Sauber allein reicht nicht

Interview mit Christian Baumbach, Geschäftsführer der Safety-Kleen Deutschland GmbH

Bei Safetykleen ist der Name Programm. Das Unternehmen ist ein Full Service-Anbieter in der industriellen Teilereinigung, der mit Lösungen überzeugt, die sicher und sauber sind. Hohe Reinigungsleistung und größtmögliche Arbeitssicherheit stehen dabei im Einklang mit Umweltschutz und Nachhaltigkeit. Gefahren sollen reduziert werden und Materialien umweltfreundlich sein. Darauf wird größter Wert gelegt.

„Wir sind extrem breit aufgestellt, um unterschiedlichste Reinigungsanforderungen und -größen abdecken zu können“, sagt Geschäftsführer Christian Baumbach. „Ursprünglich kommen wir aus dem Segment der manuellen Teile- und Lackierpistolenreinigung, wo wir bis heute besonders stark sind.
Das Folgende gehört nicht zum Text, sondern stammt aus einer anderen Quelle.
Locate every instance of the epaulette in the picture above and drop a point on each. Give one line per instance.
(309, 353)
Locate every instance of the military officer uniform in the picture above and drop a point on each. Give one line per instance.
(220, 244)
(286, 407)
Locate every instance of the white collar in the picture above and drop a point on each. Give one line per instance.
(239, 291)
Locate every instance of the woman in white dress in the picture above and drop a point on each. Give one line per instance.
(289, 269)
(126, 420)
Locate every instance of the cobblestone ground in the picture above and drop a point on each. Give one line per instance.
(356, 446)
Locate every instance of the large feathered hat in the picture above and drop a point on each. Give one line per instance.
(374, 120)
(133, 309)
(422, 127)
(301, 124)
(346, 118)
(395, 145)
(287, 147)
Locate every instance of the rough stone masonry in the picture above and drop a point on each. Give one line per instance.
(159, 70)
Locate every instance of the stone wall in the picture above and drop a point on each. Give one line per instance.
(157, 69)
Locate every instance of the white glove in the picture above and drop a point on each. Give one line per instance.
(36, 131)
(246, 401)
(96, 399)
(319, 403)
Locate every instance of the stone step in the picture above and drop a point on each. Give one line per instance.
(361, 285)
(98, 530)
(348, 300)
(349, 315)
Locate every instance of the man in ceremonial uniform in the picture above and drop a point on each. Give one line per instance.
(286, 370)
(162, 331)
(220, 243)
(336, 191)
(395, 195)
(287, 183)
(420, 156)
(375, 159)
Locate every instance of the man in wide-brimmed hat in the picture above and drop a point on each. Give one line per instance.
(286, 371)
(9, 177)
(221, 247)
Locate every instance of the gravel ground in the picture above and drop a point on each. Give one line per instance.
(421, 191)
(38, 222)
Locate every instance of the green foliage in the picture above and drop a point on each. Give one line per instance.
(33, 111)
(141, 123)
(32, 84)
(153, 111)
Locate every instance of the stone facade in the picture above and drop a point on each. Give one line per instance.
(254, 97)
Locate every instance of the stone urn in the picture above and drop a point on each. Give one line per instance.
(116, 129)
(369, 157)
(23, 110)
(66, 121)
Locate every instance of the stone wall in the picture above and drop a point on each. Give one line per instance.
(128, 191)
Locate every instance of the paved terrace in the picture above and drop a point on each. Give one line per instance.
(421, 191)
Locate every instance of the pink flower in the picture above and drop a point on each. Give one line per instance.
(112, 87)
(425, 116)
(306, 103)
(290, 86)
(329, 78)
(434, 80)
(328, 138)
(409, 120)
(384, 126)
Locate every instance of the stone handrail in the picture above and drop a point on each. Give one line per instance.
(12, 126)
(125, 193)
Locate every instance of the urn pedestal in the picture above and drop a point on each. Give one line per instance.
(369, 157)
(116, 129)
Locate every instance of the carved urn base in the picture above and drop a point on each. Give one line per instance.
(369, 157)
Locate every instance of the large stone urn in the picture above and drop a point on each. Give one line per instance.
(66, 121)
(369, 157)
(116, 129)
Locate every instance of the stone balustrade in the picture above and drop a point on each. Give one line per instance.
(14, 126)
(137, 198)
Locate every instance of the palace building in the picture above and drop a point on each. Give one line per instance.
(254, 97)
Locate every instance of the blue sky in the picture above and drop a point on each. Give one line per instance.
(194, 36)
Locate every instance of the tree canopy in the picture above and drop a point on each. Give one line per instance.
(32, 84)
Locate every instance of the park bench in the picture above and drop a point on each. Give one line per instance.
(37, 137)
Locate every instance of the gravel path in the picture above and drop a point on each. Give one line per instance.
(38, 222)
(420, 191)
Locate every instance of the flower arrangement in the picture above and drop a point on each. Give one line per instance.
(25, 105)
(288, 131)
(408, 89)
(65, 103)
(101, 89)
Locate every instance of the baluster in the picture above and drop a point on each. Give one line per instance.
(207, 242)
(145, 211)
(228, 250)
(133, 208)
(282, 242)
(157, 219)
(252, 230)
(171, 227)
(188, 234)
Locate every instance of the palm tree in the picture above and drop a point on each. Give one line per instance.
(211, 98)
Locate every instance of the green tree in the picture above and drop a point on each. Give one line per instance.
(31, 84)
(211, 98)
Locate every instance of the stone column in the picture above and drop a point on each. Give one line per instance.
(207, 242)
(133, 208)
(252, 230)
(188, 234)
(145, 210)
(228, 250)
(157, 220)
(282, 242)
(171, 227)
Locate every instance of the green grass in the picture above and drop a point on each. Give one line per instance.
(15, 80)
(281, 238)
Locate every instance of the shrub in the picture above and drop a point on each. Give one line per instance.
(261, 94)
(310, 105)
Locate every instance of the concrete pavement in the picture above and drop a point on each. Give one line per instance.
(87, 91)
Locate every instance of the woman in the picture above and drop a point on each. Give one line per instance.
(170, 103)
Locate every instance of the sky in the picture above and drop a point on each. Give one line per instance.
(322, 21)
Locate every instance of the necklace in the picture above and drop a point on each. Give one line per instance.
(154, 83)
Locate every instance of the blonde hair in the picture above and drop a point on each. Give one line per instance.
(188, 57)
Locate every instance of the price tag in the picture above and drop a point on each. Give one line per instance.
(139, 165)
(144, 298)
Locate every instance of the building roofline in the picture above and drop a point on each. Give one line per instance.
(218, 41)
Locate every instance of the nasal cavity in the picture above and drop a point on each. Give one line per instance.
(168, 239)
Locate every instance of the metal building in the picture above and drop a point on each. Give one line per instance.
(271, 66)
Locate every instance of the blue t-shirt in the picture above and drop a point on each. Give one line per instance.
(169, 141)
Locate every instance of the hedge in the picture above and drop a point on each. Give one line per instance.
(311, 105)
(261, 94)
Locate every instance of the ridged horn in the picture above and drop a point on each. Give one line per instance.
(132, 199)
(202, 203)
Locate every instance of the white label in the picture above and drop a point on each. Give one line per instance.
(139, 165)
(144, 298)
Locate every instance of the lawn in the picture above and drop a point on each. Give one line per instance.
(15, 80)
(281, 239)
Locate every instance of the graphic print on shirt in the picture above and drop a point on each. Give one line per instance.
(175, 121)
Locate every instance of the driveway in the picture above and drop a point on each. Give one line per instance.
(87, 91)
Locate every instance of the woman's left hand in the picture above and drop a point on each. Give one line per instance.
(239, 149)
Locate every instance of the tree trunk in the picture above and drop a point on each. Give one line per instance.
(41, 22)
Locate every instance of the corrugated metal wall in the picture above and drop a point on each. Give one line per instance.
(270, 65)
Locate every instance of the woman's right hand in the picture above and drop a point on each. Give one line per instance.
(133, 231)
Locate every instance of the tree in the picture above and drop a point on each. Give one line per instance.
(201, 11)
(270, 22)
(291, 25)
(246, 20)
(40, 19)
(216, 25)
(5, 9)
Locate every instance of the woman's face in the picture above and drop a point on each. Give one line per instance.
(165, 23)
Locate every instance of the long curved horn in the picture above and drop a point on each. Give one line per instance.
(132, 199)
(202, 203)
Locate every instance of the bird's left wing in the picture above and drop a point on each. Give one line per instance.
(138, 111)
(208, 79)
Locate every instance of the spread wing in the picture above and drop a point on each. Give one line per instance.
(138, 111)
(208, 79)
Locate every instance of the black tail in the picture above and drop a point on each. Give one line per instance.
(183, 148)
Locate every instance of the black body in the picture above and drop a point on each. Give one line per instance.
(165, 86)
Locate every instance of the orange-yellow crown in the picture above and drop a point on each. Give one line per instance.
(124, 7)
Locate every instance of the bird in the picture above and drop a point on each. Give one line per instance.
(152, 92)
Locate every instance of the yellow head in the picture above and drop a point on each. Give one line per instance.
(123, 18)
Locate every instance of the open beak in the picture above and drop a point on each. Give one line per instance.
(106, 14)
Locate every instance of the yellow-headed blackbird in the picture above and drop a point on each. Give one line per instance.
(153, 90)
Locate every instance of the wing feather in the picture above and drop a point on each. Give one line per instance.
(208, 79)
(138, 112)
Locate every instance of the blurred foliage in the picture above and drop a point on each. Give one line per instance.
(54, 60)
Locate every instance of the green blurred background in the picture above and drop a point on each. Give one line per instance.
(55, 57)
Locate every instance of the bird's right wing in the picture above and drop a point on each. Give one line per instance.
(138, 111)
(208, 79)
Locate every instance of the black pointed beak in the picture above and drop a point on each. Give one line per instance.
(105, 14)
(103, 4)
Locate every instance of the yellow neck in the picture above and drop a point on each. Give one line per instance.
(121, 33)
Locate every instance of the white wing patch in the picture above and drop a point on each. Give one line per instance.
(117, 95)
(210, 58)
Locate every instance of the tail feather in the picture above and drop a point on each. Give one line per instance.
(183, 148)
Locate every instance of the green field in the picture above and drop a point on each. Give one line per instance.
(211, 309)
Heute, nach einer stetigen Diversifizierung, sind wir auch in der Transportindustrie, der Luftfahrt und im produzierenden Gewerbe jeglicher Art vertreten und bieten Lösungen, die den unterschiedlichen Bedürfnissen der Branchen entsprechen. Das Spektrum reicht von manuellen Teilereinigern und Pinselwaschgeräten bis zu industriellen, automatischen Reinigungsanlagen für Sprüh- und Ultraschallreinigung.“

Standards setzen, individuell bleiben

In Deutschland profitieren weit über 10.000 Kunden von den Komplettlösungen – vor allem Automobilhersteller, Luftfahrtunternehmen und die Transportindustrie. „Unser Konzept ist es, Maschinen zu entwickeln, die in unserem Besitz bleiben und beim Kunden aufgestellt werden“, so Christian Baumbach. „Die Kundene müssen also keine großen Investitionen tätigen, um die Maschinen zu nutzen, sondern zahlen monatliche Gebühren. Dabei wird vertraglich abgesichert, dass wir die Geräte und Verbrauchsstoffe in perfektem Zustand erhalten. Das bedeutet, dass wir sie regelmäßig warten und sie bei Problemen reparieren oder ersetzen. Wir entsorgen die Chemikalien und haben ein entsprechendes Recyclingangebot.“

Von Chicago bis Bad Oeynhausen

Diese Rundum-Lösungen sind das Ergebnis einer kontinuierlichen Weiterentwicklung und dem Streben nach der optimalen Lösung. Safetykleens Ursprünge reichen in die Vereinigten Staaten zurück, wo Ben Palmer in den 1950er-Jahren einen Teilereiniger entwickelte und patentieren ließ, der 1968 zur Gründung der Safetykleen in Chicago führte.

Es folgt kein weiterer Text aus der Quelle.